Several factors may have influenced our pilot study findings. Auckland has a large suburban sprawl and more limited public transport than many cities, making it difficult to physically transfer study coupons from participants to peers, and possibly reducing willingness to visit the study location near the city centre to complete study procedures. Also, New Zealand has a relatively progressive social climate regarding homosexuality [15], potentially diminishing the perceived benefits of study participation and/or raising the threshold required to motivate involvement.

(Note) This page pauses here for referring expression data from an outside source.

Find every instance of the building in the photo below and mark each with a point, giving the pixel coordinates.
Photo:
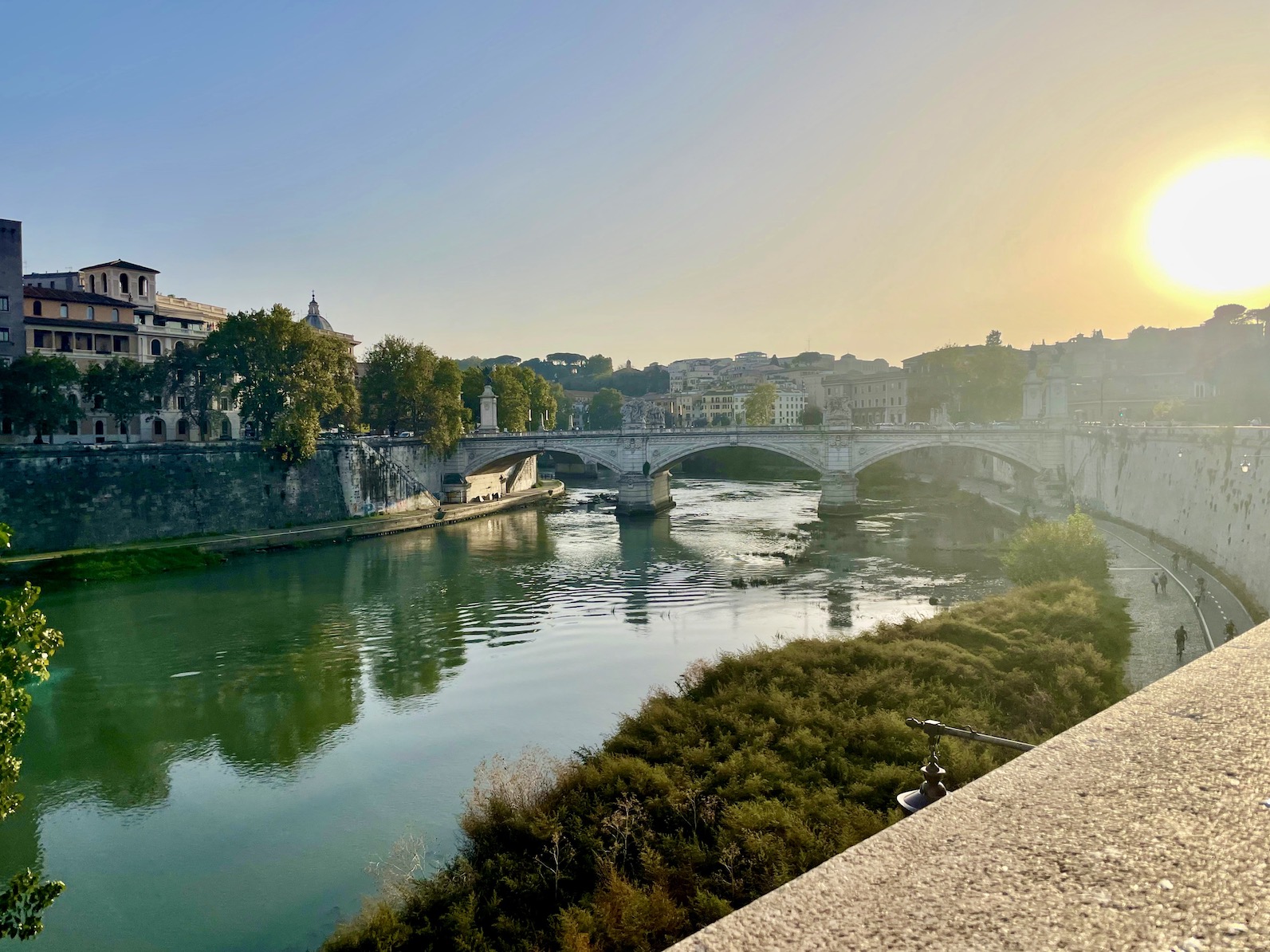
(106, 311)
(1115, 380)
(871, 398)
(13, 338)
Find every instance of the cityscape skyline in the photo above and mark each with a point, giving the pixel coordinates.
(646, 182)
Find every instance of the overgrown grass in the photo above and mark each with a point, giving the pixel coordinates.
(755, 769)
(113, 564)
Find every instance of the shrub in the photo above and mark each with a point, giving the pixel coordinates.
(757, 768)
(1052, 551)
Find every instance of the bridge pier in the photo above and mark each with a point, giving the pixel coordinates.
(643, 495)
(839, 495)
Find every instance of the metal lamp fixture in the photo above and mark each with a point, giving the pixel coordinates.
(933, 774)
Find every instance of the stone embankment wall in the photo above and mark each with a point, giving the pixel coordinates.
(79, 497)
(1189, 486)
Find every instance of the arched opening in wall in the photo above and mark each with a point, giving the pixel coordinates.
(946, 469)
(569, 467)
(743, 463)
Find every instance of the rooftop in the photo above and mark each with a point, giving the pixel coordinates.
(84, 297)
(124, 266)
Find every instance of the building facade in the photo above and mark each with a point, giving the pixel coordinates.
(13, 340)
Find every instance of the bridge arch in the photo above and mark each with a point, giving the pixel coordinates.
(502, 456)
(869, 452)
(790, 450)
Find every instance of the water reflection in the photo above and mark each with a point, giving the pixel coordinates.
(263, 728)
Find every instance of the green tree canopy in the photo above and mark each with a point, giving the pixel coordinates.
(37, 394)
(606, 411)
(27, 643)
(128, 388)
(761, 405)
(289, 379)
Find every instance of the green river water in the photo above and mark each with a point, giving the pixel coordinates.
(218, 756)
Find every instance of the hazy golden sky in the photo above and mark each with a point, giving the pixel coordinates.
(655, 180)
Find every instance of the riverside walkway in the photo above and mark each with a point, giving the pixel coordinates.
(1146, 827)
(1134, 557)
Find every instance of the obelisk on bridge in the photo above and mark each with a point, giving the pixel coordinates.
(488, 411)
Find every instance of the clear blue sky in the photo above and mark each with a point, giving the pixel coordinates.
(649, 180)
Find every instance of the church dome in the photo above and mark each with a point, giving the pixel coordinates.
(314, 317)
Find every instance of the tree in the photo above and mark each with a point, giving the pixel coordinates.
(597, 366)
(394, 384)
(199, 382)
(761, 405)
(37, 392)
(1056, 551)
(606, 411)
(289, 379)
(1227, 314)
(27, 643)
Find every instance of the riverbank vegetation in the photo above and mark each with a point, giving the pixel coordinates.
(756, 768)
(27, 643)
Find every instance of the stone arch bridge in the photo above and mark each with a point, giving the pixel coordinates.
(642, 456)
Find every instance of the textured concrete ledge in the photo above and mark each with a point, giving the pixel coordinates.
(1145, 828)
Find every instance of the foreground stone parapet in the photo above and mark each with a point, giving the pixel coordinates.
(1143, 828)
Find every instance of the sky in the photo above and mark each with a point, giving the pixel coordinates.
(647, 180)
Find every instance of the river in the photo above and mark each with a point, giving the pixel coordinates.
(218, 756)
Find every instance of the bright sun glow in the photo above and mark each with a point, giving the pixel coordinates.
(1210, 229)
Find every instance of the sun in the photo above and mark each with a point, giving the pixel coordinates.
(1209, 229)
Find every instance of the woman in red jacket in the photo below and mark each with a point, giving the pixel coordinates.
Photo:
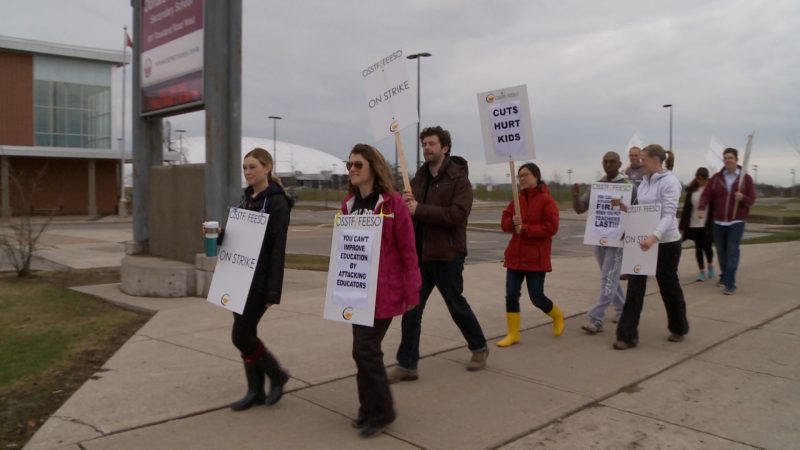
(371, 192)
(527, 256)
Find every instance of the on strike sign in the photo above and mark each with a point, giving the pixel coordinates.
(391, 101)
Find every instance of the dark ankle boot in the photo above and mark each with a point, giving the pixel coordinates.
(277, 376)
(255, 388)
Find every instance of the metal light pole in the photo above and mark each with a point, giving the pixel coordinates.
(275, 120)
(418, 56)
(180, 145)
(670, 124)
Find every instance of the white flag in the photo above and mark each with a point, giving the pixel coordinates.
(634, 141)
(714, 155)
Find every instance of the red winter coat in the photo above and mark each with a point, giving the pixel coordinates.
(529, 251)
(716, 192)
(399, 279)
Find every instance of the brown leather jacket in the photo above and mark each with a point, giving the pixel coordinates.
(444, 204)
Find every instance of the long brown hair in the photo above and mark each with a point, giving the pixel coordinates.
(380, 170)
(263, 156)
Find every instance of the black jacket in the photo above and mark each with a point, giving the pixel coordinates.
(268, 277)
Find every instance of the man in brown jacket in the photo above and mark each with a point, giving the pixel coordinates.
(440, 205)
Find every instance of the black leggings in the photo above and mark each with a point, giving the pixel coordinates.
(244, 333)
(702, 245)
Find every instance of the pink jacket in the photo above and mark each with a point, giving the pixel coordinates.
(399, 279)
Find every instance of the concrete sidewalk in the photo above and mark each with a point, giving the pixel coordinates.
(734, 382)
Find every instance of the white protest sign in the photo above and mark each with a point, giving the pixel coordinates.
(353, 270)
(391, 101)
(640, 223)
(237, 260)
(506, 124)
(604, 224)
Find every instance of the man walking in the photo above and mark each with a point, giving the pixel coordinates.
(635, 171)
(609, 258)
(728, 195)
(440, 205)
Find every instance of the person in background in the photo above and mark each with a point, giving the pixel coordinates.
(732, 200)
(659, 186)
(608, 258)
(370, 191)
(692, 227)
(264, 193)
(635, 171)
(527, 256)
(440, 205)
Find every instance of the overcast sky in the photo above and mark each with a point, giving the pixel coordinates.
(596, 72)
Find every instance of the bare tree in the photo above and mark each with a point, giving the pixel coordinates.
(20, 238)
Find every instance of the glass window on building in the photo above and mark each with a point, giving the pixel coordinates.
(72, 103)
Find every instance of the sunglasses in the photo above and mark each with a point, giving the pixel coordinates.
(357, 164)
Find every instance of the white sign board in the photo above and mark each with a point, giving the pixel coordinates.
(640, 223)
(604, 223)
(391, 101)
(353, 270)
(237, 259)
(506, 124)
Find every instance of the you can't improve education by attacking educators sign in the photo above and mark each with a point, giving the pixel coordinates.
(353, 271)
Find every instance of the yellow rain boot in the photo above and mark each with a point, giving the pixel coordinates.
(558, 320)
(513, 331)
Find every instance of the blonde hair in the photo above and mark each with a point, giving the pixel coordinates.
(263, 156)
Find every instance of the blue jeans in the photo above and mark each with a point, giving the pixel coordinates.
(610, 261)
(535, 290)
(447, 276)
(727, 239)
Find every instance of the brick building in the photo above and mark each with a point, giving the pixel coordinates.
(56, 147)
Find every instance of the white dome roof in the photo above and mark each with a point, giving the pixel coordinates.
(292, 158)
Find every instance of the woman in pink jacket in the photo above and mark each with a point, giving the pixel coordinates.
(527, 256)
(371, 192)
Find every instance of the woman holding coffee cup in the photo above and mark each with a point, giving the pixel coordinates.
(659, 185)
(264, 193)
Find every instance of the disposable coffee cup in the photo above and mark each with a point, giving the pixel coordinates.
(210, 237)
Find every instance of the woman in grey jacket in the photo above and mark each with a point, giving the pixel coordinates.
(658, 186)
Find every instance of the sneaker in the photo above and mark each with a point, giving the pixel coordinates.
(701, 276)
(478, 361)
(624, 345)
(371, 430)
(359, 422)
(592, 327)
(398, 374)
(675, 337)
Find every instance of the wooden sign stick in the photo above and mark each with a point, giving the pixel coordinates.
(401, 156)
(514, 187)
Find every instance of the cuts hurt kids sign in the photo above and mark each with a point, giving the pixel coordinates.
(506, 124)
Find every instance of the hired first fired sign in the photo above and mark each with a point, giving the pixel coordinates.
(390, 97)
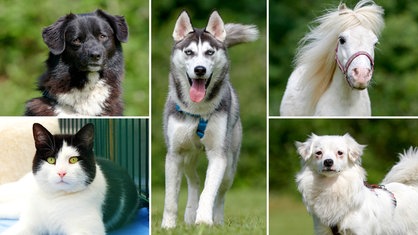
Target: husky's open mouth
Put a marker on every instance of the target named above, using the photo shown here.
(198, 88)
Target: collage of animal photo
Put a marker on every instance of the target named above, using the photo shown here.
(208, 117)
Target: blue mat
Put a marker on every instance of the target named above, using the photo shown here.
(140, 224)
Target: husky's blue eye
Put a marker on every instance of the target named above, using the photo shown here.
(341, 39)
(188, 52)
(210, 52)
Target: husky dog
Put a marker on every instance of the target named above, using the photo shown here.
(202, 112)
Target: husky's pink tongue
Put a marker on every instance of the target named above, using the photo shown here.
(198, 90)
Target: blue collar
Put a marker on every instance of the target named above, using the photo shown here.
(201, 127)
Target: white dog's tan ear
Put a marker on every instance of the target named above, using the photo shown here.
(355, 150)
(183, 27)
(216, 26)
(305, 148)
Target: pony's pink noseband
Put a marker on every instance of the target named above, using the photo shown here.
(344, 69)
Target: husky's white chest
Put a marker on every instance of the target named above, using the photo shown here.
(88, 101)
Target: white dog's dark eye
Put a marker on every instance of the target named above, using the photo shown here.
(188, 52)
(210, 52)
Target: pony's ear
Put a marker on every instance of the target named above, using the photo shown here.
(304, 149)
(183, 27)
(216, 26)
(355, 150)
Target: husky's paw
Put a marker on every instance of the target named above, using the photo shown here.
(190, 215)
(204, 219)
(168, 223)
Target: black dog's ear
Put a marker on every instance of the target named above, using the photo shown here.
(54, 35)
(117, 23)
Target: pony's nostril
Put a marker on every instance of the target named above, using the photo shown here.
(328, 162)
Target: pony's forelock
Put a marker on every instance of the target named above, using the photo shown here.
(316, 50)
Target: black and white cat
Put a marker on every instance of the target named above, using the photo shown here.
(68, 191)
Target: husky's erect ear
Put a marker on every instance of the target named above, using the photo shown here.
(183, 27)
(355, 150)
(216, 26)
(305, 149)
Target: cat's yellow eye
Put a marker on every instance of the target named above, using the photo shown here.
(51, 160)
(73, 160)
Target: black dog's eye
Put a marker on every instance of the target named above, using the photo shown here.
(210, 52)
(76, 41)
(188, 52)
(102, 37)
(341, 40)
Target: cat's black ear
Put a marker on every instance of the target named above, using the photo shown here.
(42, 136)
(86, 135)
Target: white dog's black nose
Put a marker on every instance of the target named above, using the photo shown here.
(200, 70)
(328, 162)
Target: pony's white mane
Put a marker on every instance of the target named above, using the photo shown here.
(316, 50)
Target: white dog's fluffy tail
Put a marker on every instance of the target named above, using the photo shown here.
(406, 170)
(238, 33)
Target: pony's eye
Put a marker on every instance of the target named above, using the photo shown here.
(51, 160)
(341, 40)
(73, 160)
(188, 52)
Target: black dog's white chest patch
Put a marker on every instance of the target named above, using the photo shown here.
(89, 100)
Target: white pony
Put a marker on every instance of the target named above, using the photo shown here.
(334, 64)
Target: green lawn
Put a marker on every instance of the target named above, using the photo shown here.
(288, 215)
(245, 213)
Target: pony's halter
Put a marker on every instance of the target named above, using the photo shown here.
(344, 69)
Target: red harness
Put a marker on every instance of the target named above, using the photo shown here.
(372, 187)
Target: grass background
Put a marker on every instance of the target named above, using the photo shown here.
(245, 213)
(23, 52)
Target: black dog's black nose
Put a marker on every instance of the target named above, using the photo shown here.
(95, 55)
(328, 162)
(200, 70)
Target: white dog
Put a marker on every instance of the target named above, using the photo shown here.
(332, 183)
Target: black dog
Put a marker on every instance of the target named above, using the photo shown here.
(84, 68)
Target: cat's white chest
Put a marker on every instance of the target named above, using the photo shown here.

Our respondents indicated that compensation was not the primary motivation for taking part in the study, and indeed research among GBM in New Zealand has a tradition of high participation with minimum compensation [16]. Rather than increasing incentives, reducing the transaction cost for participating in future RDS studies may be more effective in similar settings. Electronic coupons/enrolment have been used elsewhere and could simplify recruitment [1720]. The behavioural survey could be completed online and biological samples obtained by mailing self-administered kits to participants. However, this potentially creates new risks including verification of a participant’s identity to prevent claiming multiple incentives, difficulty collecting behavioural and biological data synchronously, and study feasibility given budget and technological constraints. More seeds could be recruited once recruitment chains decayed, although this would morph the sampling technique towards a cross-sectional study [20]. Also, participants could be given longer to redeem coupons. Our 2 weeks redemption period is consistent with other RDS studies on GBM however [13] and extending the time would raise staffing costs.

The main implication of our research is that RDS did not prove to be a practicable method for obtaining a useful sample of GBM in Auckland, New Zealand and may not be in similar settings. Refinements and adaptations could improve its feasibility but at a potentially high cost. Instead, efforts to improve sampling and estimates among GBM may be more productively directed towards the inclusion of sexuality questions in general population probability samples, the collection and reporting of sexuality variables in routine health databases, and towards improving non-probability approaches that are already acceptable to GBM. We also highlight the importance of sharing “negative” findings such as these from research piloting new sampling approaches, that will help researchers avoid the costs of implementing RDS in settings where this may prove unfeasible.